As in previous lockdowns, a form written out or downloaded on the phone will be needed to justify why a person has left the home in areas under the new restrictions.

Residents in affected regions will not be allowed to travel to other areas, except for essential business, said Castex.

But Castex said that “while this is not good news” for people living in those regions, the restrictions were less severe this time.

“These confinement measures will not be a repeat of those we imposed in March and last November,” said Castex.

Meanwhile, a curfew that has been in place nationwide will also relaxed all over France so it ends at 7:00 pm rather than 6:00 pm to take account of the longer days, Castex said.

Almost exactly a year ago, Macron ordered France’s first national lockdown which was among the strictest in the world, followed by a second at the end of October.

The handling of the health crisis has consequences for Macron, just over 12 months from presidential elections, in which he is expected to seek a second mandate.

The president has been keen to emphasise that limitations in France have been limited this year compared to the lockdowns seen in Britain and Germany.

Defending the president, Castex said had France decided to lock down in January “we would then have inflicted on the country a lockdown of probably three months”, adding that keeping schools open was “a choice that sets us apart from many of our neighbours”.

But government is well aware that as well as registering soaring cases, France has made a sluggish start to its vaccination campaign with just 5.6 million receiving a first dose.

This week it suspended use of the AstraZeneca/Oxford jab in line with many European countries after reports of blood clots.

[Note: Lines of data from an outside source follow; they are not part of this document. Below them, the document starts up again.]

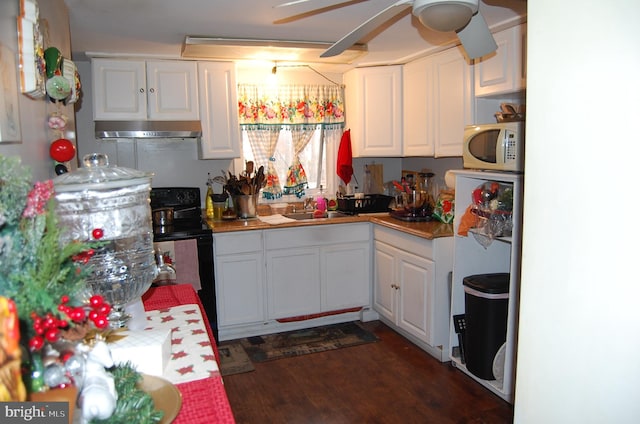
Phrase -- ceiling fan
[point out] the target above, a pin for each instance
(461, 16)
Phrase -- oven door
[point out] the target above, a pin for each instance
(204, 245)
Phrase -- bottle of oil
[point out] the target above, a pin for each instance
(208, 202)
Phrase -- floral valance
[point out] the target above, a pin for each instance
(290, 104)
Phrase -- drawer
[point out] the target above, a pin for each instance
(237, 242)
(318, 235)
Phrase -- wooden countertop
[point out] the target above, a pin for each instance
(428, 230)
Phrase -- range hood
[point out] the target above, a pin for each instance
(148, 129)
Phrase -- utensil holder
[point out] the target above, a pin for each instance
(246, 205)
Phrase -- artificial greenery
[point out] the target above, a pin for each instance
(133, 405)
(35, 270)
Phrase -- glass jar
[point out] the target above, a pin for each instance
(110, 204)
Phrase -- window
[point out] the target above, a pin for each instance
(313, 159)
(283, 123)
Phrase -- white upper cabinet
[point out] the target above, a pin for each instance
(144, 90)
(417, 86)
(218, 110)
(504, 72)
(374, 110)
(438, 103)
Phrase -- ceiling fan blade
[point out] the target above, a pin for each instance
(316, 4)
(476, 38)
(364, 29)
(305, 7)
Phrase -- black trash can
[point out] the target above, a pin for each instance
(486, 306)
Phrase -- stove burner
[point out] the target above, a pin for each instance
(422, 215)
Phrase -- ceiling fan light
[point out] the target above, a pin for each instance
(444, 16)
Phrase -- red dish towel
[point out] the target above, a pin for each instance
(344, 167)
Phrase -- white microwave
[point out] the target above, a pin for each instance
(498, 147)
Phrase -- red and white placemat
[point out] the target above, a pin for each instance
(192, 356)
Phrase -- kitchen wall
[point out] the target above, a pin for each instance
(175, 162)
(36, 136)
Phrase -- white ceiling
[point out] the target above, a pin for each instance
(158, 27)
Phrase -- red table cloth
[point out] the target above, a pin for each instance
(205, 400)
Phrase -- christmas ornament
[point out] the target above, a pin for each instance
(62, 150)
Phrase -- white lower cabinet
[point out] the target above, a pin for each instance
(272, 280)
(314, 270)
(239, 276)
(293, 281)
(411, 287)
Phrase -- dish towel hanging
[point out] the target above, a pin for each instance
(344, 167)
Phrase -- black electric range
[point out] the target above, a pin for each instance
(188, 224)
(187, 213)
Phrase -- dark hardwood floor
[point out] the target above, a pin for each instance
(390, 381)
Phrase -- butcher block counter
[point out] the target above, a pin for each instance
(429, 230)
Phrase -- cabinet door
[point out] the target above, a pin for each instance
(346, 276)
(416, 281)
(218, 111)
(172, 90)
(453, 108)
(385, 281)
(417, 86)
(239, 288)
(119, 89)
(374, 110)
(293, 282)
(503, 72)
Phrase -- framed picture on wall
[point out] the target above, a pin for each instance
(9, 107)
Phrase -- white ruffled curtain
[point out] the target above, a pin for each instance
(263, 140)
(300, 108)
(296, 176)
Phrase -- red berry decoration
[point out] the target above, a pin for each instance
(62, 150)
(77, 314)
(96, 300)
(104, 309)
(101, 322)
(52, 334)
(36, 343)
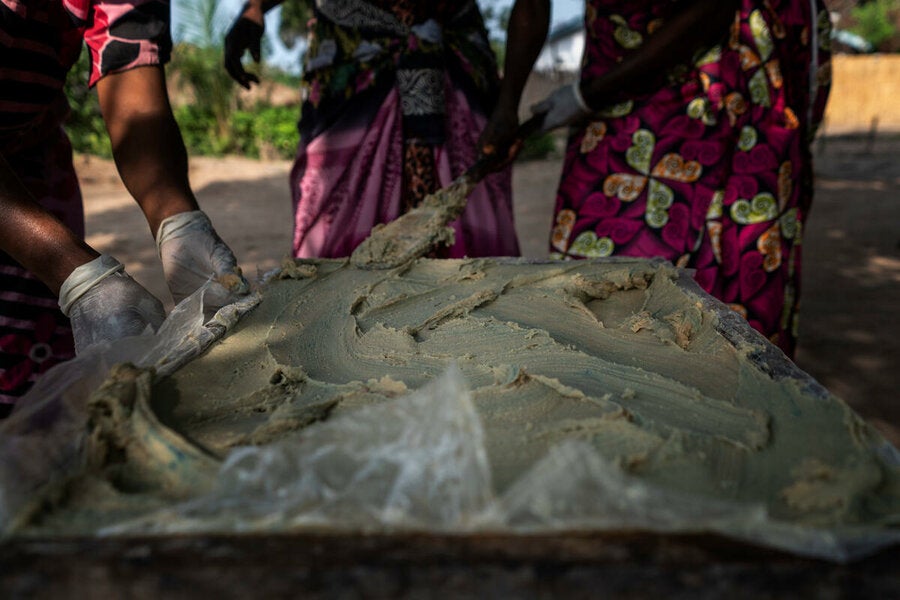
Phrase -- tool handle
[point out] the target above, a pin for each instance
(488, 163)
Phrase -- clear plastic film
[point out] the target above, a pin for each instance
(43, 440)
(417, 462)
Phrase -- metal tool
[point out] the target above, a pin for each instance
(426, 226)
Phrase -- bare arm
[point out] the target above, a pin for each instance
(35, 238)
(695, 24)
(146, 142)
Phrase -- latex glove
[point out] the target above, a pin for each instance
(104, 303)
(245, 34)
(192, 252)
(565, 106)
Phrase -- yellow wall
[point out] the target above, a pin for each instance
(864, 87)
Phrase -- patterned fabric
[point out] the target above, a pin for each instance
(396, 95)
(34, 334)
(39, 42)
(712, 169)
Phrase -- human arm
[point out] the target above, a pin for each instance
(152, 162)
(34, 237)
(529, 21)
(693, 24)
(101, 300)
(245, 35)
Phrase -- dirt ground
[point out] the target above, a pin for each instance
(851, 296)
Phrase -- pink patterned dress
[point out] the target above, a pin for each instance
(712, 169)
(40, 40)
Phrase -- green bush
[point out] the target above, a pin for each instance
(538, 147)
(84, 124)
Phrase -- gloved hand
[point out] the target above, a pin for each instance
(245, 34)
(192, 252)
(565, 106)
(104, 303)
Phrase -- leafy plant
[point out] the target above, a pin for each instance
(85, 125)
(876, 21)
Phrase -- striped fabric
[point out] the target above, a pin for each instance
(40, 40)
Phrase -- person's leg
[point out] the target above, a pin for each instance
(34, 334)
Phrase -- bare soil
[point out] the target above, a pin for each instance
(851, 289)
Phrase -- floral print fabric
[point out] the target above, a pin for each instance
(712, 169)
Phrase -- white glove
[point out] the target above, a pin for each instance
(192, 252)
(565, 106)
(104, 303)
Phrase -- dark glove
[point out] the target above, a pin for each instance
(104, 303)
(245, 34)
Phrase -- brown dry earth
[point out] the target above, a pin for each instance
(851, 298)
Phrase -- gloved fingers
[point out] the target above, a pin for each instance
(84, 278)
(245, 34)
(192, 252)
(542, 107)
(115, 307)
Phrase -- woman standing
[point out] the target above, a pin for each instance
(395, 97)
(691, 142)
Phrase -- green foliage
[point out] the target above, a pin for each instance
(876, 21)
(85, 124)
(538, 147)
(497, 21)
(201, 75)
(264, 132)
(295, 14)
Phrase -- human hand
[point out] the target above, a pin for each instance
(104, 303)
(245, 34)
(192, 252)
(565, 106)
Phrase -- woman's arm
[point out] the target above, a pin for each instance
(693, 25)
(529, 22)
(34, 237)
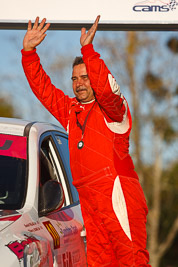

But following a green light from the European Medicines Agency (EMA) that the vaccine was “safe and effective” the jabs will now resume, Castex said, adding he would himself get the AstraZeneca jab on Friday

“I will get myself vaccinated with this vaccine to show that we can have complete confidence in it,” Castex said. “I am convinced that the confidence will return.”

French Europe Minister Clement Beaune defended the choice of many European countries to suspend use of the vaccine and refer it to the EMA for safety checks.

“This European procedure was necessary in order to coordinate and remove the doubts,” he told AFP.